Published May 15, 2022

Education Science News

Submitted by: Pritikanta Paul, MD
Edited by: Rebecca O’Bryan, MD

Gros M, Nunes AM, Daoudlarian D, et al. Identification of serum interleukin 6 levels as a disease severity biomarker in facioscapulohumeral muscular dystrophy. J Neuromuscul Dis. 2022;9(1):83-93. doi: 10.3233/JND-210711.
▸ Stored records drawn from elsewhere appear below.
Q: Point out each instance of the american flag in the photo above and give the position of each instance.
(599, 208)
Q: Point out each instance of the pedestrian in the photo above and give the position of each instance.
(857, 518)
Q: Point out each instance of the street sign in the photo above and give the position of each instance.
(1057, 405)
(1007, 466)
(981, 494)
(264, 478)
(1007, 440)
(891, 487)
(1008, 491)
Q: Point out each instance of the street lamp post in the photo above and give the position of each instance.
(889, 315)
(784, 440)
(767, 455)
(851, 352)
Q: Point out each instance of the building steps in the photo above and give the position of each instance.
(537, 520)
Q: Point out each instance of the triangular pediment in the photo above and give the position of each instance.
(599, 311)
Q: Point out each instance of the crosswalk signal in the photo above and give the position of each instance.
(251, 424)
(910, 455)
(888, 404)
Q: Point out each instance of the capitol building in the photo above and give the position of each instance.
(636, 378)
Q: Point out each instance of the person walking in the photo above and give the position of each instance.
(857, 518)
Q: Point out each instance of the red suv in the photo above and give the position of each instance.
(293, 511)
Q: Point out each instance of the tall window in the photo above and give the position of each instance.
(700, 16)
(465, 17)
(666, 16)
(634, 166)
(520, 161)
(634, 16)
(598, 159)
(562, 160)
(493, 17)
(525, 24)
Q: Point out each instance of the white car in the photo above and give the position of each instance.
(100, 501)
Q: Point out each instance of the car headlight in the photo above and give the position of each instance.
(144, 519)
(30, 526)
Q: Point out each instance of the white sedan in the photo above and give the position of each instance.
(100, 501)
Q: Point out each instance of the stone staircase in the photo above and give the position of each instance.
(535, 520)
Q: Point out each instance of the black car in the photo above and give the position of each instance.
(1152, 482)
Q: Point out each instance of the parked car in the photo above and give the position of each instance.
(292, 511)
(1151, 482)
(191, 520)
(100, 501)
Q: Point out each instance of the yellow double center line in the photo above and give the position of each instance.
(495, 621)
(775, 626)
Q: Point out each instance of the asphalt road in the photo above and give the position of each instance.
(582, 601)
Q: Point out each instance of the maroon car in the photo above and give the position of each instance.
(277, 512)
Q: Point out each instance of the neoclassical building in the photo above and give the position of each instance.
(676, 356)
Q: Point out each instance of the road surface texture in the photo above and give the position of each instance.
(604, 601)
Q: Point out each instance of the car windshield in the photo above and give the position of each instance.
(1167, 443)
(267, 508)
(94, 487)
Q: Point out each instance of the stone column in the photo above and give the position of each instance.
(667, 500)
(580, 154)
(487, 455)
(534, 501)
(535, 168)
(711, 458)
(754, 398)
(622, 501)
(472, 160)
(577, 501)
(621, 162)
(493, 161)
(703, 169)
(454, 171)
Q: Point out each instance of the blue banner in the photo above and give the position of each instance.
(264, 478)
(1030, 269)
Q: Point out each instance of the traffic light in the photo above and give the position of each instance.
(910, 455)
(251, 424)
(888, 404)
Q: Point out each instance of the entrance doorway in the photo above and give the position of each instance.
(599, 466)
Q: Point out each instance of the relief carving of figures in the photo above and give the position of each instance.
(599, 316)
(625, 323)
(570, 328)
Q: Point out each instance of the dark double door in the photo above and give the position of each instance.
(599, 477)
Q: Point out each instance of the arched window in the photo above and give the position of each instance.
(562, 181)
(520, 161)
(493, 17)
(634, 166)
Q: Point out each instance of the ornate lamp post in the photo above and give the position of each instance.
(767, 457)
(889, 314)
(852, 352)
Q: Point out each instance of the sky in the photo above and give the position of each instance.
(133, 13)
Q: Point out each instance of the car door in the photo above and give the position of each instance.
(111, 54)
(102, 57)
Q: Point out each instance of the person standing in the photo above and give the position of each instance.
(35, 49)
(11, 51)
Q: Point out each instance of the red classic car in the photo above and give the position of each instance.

Summary: Facioscapulohumeral muscular dystrophy (FSHD) is one of the most common inherited myopathies, presenting as slowly progressive, often asymmetric muscle weakness. Although a gain-of-toxic function secondary to aberrant DUX4 expression is the known etiology, exact pathomechanism is not known. Inflammatory reactions are sometimes seen in muscle biopsies, leading to speculation of the role of inflammatory pathway activation in disease pathogenesis. This retrospective study analyzed serum cytokines in 100 FSHD1 patients to identify potential biomarkers.
Levels of 20 serum pro-inflammatory and regulatory cytokines were measured in patients and compared with healthy controls. Also, association between cytokine levels and clinical scores was analyzed. Serum interleukin-6 (IL-6) levels correlated negatively with disease severity. No differences were found in serum IL-6 levels between the male and female groups, but a significant difference in serum IL-6 levels was noted between heathy volunteers and FSHD patients overall, and also when comparing healthy volunteers with FSHD patients within male and female subgroups. The findings were further demonstrated in a mice model showing serum IL-6 levels were significantly increased in the severe FSHD-like model.
Amongst the previous studies looking at disease biomarkers in FSHD, this current study shows a reliable correlation of a biomarker with the disease severity. The authors also note that increased IL-6 has been described in other neuromuscular disease. Thus, the exact role of IL-6 in neuromuscular pathology is poorly understood. Further studies are needed to confirm similar findings to identify potential therapeutic targets.
Comments: FSHD is the second most common genetic myopathy and further understanding of disease mechanism is needed to identify reliable biomarkers and hence potential treatment. Like many other neuromuscular diseases, there is a need for a non-invasive biomarker which can help monitor treatment response for clinical trials in FSHD.
This is a great study design showing a correlation between a biomarker with disease severity and demonstrating the same in an animal model. Similar studies showing elevated complement proteins in FSHD patients have been reported in the recent past. Thus, this type of study helps us identify a precision-based treatment target. Further awareness and studies are required to confirm the study findings.